Microsoft has uncovered a large phishing-as-a-service (PhaaS) operation that spans over 300,000 spawned domains and offers more than 100 phishing kits, as well as many other illicit products.
When a user falls prey to a phishing email, he’s redirected to a website that looks much like the real one. Victims believe they are in the right place and willingly input personal information such as passwords, credit card details, and even passport copies.
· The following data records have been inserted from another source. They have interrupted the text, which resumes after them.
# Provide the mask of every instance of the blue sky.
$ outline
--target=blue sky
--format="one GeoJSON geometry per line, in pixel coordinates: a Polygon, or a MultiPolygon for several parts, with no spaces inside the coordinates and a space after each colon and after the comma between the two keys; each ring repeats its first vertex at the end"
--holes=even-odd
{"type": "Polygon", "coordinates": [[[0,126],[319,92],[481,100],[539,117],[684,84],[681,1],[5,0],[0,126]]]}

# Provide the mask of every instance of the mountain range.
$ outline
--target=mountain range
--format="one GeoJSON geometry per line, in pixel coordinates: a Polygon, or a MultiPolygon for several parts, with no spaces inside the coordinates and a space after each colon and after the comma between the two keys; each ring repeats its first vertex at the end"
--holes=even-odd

Spammers and other criminals sending phishing emails don’t build these websites or host them — they buy such services from PhaaS operations.
Microsoft was investigating a recent surge of phishing attacks and discovered a large operation named BulletProofLink that sells everything related to this cybercrime, including phishing kits, email templates, hosting and automated services.
“With over 100 available phishing templates that mimic known brands and services, the BulletProofLink operation is responsible for many of the phishing campaigns that impact enterprises today,” said Microsoft.
“BulletProofLink (also referred to as BulletProftLink or Anthrax by its operators in various websites, ads, and other promotional materials) is used by multiple attacker groups in either one-off or monthly subscription-based business models, creating a steady revenue stream for its operators,” the company also explained.
In their investigation, the researchers discovered that criminals constantly update the website and services. The operators used YouTube and Vimeo pages with instructional advertisements and promotional materials, and communicated with their clients via Skype, ICQ and other channels.
The criminals don’t stop at offering phishing kits. For sums of up to $800, they also provide the infrastructure to host these illicit websites. BulletProofLink is just one of many similar services, but it’s one of the larger ones. Microsoft also published the indicators of compromise for multiple domains.